[ad_1]
![]()
El domingo 11 de enero, en horas de la mañana, a la Fundación Rescátame le llegó un reporte urgente: una camada de cinco cachorros estaba en riesgo de ser sacrificada. La alerta describía una situación límite y se solicitaba ayuda inmediata. “Nosotros sugerimos aceptar el caso”, relata la directora de la organización, quien decidió ocultar su identidad para esta denuncia.
Dos días después, el martes 13 de enero, los animales fueron recibidos en una clínica veterinaria de Bogotá. Según el testimonio de la fundación, los cinco cachorros tenían alrededor de un mes de nacidos y su condición era delicada. “Llegaron débiles, llenos de parásitos y de pulgas. Una de las cachorritas apenas se movía”, cuenta la directora.
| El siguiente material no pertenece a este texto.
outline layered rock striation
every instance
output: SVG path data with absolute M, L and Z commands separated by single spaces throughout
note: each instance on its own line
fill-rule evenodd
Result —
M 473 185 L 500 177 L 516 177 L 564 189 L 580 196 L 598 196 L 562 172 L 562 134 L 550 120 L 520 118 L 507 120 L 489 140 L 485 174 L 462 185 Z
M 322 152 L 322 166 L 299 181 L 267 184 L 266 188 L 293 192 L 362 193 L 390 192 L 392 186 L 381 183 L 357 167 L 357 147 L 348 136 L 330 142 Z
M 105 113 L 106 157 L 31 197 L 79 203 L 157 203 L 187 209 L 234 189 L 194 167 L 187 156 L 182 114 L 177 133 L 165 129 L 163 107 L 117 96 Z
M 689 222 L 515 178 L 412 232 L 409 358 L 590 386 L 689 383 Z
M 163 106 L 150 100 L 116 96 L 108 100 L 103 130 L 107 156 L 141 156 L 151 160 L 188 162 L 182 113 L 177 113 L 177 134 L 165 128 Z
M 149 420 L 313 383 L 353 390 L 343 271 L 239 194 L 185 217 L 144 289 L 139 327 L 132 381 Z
Desde ese momento empezamos a recibir mensajes constantes, vulgares y amenazantes, acusándonos falsamente de robo.
Eran cerca de las 3:00 de la tarde cuando ingresaron a valoración médica. Hasta ese momento, los animales solo habían recibido una comida en el día.
El equipo veterinario los examina y les suministra alimento especial, adecuado para su edad y para su estado de salud. Por la fragilidad en la que se encontraron, no fue posible desparasitarlos de inmediato.
Cachorros rescatados por la Fundación Rescátame el 13 de enero. Foto:archivo particular
Como ocurre de manera habitual en los rescates, la Fundación Rescátame publicó ese mismo día en sus redes sociales la búsqueda de hogares de paso responsables, con el objetivo de que los cachorros puedan recuperarse en condiciones adecuadas. Pero en la noche, la situación dio un giro inesperado. “Aparecieron unas personas que afirmaban ser los dueños de dos de las cachorritas”, explica la directora.
Una de las perritas reclamadas, según el testimonio, era justamente la más pequeña, la que se encontraba en peor estado de salud. La fundación asegura que desconocía por completo que los animales, presuntamente, ya hubieran sido adoptados. Según estas personas, los cachorros habrían sido entregados por quien los trasladó a Bogotá desde un municipio de Boyacá. “No existió ningún proceso formal con nosotros ni ningún contrato previo”, afirma la organización.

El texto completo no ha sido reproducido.